They will easily heat magnetic, rod like objects, but if the Curie point is reached or if the shape is flatter, it will be difficult to reach a sufficient temperature.
Because of the weak coupling between the getter ring and the coil, and the need to reach high temperatures, the dΦ/dt needs to be high, meaning high current intensities at high frequencies (even the 1.5MHz I used is marginally low).
In addition, they accumulate all the features I wanted to avoid: direct feedback from drain cross-coupling, supply through separated, uncompensated chokes having to bear both high DC and high AC, etc.
But trying them costs near to nothing, so why not
diy-induction-heater.htm
The majority of the projects presented in this section of the forum is probably far more dangerous....
 
The validity of this approach is questionable.

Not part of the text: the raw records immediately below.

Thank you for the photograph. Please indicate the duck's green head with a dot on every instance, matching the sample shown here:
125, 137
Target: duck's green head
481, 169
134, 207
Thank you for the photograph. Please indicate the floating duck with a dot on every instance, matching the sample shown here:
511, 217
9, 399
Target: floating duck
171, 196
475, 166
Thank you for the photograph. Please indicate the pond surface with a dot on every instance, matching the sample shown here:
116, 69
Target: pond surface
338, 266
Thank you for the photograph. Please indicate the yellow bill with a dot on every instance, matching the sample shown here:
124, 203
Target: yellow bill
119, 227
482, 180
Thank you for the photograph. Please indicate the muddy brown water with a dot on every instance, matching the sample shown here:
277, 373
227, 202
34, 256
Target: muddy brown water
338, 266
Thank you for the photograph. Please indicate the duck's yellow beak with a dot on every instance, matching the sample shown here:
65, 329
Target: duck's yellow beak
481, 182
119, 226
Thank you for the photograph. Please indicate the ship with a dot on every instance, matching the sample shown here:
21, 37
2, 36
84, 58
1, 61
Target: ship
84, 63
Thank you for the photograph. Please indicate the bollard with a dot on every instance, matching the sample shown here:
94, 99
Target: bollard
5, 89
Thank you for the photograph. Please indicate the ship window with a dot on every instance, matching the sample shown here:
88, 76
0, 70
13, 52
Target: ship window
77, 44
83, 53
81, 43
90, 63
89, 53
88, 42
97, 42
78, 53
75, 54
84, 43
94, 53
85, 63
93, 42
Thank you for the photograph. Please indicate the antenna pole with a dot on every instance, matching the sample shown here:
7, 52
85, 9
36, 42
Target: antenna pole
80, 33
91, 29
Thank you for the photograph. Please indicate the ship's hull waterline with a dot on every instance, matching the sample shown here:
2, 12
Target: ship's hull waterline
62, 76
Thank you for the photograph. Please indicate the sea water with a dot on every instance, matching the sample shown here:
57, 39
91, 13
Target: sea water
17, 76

Gettering material is not metallic barium, but rather barium nitride. Getter is fired while a tube is still on vacuum pump. Barium nitride decomposes into metallic barium and nitrogen. Barium is deposited on the glass, and nitrogen is removed by the pump, after which the tube is sealed. Re-activating the getter may restore the flash, but it will also release nitrogen, making the tube gassier than it used to be.

Old style magnesium/aluminum getters may be more amenable for restoration because initial gettering material is pure metal.